With my encounter with the Liberal Democrats fresh in my mind, I almost have whiplash from the dissonance between the two wildly different perceptions of the race here. There is no hint of apprehension from Gethins about the Liberal Democrats. Instead, he is quick to mention the Conservatives.  

“Now, the flip side to [that perceived shift towards the SNP] is not to dismiss the threat from the Tories at all. Of course, they’ve got a selling point, which is to leave. I think that would be disastrous and I will argue with them, but I’m not denying that they have a selling point.” 

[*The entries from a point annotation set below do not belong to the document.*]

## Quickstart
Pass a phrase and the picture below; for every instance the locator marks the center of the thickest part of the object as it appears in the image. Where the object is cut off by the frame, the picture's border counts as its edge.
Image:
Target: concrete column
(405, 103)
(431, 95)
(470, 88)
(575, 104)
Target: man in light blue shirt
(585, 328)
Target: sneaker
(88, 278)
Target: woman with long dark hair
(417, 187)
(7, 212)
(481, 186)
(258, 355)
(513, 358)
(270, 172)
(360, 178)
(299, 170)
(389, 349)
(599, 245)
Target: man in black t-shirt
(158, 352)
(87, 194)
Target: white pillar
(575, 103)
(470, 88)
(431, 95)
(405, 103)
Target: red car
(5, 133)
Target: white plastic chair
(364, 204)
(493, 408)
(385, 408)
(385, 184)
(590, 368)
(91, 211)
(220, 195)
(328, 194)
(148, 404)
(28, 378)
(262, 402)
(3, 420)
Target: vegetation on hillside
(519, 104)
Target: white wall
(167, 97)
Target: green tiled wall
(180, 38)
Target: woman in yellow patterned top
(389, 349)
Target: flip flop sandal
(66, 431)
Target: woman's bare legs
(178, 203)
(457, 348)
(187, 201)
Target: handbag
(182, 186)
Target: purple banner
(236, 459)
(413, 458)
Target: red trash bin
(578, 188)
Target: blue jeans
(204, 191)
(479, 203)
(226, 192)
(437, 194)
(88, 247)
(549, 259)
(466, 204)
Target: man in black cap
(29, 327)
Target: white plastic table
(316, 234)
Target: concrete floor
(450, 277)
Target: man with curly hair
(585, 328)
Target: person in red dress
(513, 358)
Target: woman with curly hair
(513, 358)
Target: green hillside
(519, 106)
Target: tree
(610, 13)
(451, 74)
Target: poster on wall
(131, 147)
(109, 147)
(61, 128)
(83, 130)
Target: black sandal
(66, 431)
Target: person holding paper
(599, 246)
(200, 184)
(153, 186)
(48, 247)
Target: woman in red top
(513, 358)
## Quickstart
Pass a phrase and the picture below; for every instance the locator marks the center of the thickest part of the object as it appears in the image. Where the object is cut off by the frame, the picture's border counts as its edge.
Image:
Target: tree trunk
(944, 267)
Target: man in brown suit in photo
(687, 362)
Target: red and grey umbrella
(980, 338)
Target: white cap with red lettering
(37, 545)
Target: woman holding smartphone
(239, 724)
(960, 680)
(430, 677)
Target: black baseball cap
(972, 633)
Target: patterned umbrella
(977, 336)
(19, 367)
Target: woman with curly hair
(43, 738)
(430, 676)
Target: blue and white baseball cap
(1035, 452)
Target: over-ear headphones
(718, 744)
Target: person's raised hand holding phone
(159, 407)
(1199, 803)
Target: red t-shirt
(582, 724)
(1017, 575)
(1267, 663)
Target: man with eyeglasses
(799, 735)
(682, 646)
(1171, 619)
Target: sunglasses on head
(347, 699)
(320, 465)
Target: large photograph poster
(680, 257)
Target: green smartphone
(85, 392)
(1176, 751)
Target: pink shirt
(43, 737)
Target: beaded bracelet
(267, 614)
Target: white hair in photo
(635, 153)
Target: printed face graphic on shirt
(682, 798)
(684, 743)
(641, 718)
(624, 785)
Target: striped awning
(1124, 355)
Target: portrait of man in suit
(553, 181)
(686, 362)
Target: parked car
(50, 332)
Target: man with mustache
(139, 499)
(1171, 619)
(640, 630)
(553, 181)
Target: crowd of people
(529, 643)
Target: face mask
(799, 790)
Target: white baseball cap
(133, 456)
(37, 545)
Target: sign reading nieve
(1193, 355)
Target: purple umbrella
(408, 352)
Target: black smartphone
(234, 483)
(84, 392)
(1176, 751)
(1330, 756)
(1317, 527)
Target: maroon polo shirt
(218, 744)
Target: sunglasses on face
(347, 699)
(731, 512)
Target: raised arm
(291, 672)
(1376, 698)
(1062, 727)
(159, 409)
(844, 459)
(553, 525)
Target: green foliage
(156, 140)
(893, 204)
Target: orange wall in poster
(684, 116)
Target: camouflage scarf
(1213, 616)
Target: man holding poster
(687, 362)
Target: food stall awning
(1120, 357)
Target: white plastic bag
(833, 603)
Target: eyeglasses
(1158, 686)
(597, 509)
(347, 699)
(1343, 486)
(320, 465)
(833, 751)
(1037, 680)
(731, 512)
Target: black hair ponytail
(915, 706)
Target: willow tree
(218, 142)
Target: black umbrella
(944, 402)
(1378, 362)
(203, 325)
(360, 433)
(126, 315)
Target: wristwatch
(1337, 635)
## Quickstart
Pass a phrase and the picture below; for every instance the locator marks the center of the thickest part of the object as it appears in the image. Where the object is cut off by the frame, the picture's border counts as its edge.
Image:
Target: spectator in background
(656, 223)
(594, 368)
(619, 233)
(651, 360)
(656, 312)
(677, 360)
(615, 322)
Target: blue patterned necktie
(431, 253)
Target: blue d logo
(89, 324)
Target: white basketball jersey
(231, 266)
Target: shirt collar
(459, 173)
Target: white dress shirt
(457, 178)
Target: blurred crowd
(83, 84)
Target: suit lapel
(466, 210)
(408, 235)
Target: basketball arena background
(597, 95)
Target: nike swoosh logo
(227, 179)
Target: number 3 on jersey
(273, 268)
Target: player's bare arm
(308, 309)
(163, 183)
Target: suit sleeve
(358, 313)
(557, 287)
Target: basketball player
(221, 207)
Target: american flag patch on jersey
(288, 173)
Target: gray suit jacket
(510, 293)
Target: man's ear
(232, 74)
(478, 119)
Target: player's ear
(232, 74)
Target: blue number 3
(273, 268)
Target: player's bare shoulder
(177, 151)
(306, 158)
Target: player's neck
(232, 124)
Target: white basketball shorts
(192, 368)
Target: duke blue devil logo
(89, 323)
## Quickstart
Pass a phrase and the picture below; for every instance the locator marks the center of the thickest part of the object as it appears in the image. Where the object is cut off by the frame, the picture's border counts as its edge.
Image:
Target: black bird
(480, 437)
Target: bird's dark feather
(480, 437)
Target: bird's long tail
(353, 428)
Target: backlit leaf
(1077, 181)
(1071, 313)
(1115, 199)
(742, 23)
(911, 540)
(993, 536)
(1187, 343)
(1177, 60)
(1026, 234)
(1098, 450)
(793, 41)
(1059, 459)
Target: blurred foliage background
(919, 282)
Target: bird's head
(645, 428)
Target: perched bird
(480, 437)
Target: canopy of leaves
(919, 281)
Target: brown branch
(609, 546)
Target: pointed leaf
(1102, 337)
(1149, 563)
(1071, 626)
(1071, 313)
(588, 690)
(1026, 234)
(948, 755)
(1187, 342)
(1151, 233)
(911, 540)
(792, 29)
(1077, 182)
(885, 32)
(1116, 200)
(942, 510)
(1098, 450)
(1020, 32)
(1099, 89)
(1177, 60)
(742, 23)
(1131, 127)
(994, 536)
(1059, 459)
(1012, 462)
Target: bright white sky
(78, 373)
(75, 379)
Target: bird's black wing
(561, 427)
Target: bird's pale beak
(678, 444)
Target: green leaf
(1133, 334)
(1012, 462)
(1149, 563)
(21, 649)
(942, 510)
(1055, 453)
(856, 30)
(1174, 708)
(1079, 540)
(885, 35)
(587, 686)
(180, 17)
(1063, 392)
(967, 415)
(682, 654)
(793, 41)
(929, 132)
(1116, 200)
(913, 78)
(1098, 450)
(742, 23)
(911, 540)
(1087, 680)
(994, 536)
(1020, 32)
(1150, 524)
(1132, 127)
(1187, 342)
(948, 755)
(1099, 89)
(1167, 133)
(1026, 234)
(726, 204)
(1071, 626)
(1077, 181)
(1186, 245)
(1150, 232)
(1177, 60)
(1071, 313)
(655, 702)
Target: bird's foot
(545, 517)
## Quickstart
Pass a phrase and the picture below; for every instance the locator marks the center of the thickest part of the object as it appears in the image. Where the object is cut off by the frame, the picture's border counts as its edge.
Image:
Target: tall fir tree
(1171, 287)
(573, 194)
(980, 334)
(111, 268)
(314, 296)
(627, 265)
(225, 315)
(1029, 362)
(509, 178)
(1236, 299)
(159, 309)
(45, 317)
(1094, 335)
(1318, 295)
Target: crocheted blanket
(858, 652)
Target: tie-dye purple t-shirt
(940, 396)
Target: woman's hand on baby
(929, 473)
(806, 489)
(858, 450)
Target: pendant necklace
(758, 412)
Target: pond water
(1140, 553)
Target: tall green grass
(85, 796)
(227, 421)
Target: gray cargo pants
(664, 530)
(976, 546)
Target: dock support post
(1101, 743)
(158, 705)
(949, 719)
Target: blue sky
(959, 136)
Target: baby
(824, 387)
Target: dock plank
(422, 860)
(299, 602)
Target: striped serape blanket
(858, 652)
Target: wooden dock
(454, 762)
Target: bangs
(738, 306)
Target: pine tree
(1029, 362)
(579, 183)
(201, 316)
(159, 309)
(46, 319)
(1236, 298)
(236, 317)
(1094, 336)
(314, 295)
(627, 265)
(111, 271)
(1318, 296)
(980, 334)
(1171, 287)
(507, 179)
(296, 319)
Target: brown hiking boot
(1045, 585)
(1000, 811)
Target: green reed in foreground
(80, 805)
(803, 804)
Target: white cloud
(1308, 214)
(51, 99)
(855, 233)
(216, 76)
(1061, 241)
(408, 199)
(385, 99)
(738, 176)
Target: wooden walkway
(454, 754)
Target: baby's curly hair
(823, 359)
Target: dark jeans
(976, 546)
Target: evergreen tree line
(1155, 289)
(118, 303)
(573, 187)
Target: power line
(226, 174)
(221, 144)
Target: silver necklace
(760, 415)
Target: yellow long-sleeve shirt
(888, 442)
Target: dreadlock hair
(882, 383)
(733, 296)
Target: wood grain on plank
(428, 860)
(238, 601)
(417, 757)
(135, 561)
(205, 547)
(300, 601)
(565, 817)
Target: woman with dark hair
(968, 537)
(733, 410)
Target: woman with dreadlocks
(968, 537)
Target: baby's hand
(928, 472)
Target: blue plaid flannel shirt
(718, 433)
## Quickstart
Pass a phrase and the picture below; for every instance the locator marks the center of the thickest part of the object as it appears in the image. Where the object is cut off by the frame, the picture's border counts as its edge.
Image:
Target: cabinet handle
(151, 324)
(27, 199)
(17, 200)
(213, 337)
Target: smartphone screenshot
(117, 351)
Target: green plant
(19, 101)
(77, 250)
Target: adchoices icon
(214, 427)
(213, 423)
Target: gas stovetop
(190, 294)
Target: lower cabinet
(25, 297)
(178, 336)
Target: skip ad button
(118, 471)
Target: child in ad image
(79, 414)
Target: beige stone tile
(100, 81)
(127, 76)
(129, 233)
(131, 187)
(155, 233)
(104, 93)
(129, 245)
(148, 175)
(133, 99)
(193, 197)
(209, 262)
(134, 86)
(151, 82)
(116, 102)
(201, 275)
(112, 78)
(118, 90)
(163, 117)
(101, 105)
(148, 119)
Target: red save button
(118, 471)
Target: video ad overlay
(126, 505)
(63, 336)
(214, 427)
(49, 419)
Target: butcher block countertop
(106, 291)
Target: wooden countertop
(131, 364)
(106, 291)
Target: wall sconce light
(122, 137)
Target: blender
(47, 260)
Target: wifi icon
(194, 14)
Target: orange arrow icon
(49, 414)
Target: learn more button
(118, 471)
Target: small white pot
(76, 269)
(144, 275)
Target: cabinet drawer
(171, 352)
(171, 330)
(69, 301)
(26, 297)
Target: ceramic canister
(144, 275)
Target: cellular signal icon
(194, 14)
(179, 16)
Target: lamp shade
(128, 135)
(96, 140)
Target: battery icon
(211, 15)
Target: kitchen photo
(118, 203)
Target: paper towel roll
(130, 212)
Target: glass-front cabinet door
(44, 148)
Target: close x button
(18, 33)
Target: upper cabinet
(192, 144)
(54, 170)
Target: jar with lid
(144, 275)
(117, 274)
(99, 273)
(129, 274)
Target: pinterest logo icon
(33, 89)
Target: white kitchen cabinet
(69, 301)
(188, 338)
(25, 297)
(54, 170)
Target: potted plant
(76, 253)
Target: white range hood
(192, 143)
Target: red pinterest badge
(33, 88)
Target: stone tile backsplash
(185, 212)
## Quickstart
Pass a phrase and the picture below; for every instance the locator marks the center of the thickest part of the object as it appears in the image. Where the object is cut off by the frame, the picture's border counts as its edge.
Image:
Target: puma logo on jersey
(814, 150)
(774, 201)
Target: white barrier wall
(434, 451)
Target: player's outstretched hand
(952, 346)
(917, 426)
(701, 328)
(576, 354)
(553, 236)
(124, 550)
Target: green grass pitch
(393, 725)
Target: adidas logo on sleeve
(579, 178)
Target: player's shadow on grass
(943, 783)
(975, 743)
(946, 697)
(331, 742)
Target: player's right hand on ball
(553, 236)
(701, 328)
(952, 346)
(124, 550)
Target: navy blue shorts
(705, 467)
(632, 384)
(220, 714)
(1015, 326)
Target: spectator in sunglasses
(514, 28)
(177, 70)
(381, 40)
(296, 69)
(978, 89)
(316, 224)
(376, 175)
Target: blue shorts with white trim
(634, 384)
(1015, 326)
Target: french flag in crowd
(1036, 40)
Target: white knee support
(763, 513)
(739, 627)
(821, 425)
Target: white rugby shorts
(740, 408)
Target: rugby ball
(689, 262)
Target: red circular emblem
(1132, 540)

Again, later, when I ask about the Liberal Democrats, he replies about the threat from the Conservatives. I can’t tell if it’s deliberate or if he has genuinely misheard me. “It would be a mistake not to consider that as a threat. I mean, the Tories have been out in force here. I saw them, there were about a dozen of them campaigning in St Andrews over the weekend. Not only do I see the Tories as a threat politically, I see them as a threat longer-term. The Tories would be unreflective of North East Fife, and I think they would be dangerous and damaging for North East Fife as well.”

Is this Gethins’ gentle bid to boost the Tories and split the pro-union vote here, I wonder? Or is he right: the national swing towards the Conservatives is not to be under-estimated, and the Liberal Democrats are fighting an electoral landscape that has simply moved on? Have I made an error by failing to arrange a third tea with the Conservative candidate, local councillor Tony Miklinski?

The Liberal Democrats are framing this a two-horse race between themselves and him, I tell him. “With the greatest of respect to everybody, anybody who thinks that politics hasn’t changed in the two years since the general election of 2017 is kidding themselves,” he replies. 

“It would be a real shame if Stephen lost there,” MPs from all parties tell me when I tell them I’m visiting North East Fife. “He’s a great guy. A great MP,” I hear from Labour, Conservative and Liberal Democrats former colleagues of his. Perceived as a constructive, cross-party player, Gethins views his strong Remainer credentials from the last parliament as his biggest selling point. “As someone at the heart of the effort to get No Deal off the table”, a co-signatory of the Benn Act and as the SNP’s Europe spokesperson, he asks his constituents simply to let him “get straight back to work”. 

“These first six weeks will be crucial. You’ve only got six weeks from polling day to the next Brexit deadline. With the greatest of respect to the other candidates, I’m the only candidate who can get straight back to work again.” 

Aware that a candidate only really knows how their own campaign is going, I mention again that the Liberal Democrats seem to be putting up quite a fight, thinking of their data, their huge groups of canvassers, and the fact that Wendy Chamberlain was selected as the candidate here in June 2018, and has been laying the groundwork ever since. 

“Yes, the Lib Dems have been sending out a lot of material by post. The Tories have been putting out material and getting out on the streets. But we get out there and we hand-deliver everything, we chat on the doors more than anybody else. At the last election campaign, we put out a quarter of a million bits of literature by hand. And we chat to thousands of doors. 

“We have more activists than 2017. They’re much more fired up now. I have afternoon sessions and I get 13 or 14 canvassers turning up. Wherever I go, I get big teams out with me. People are fired up.” They certainly are.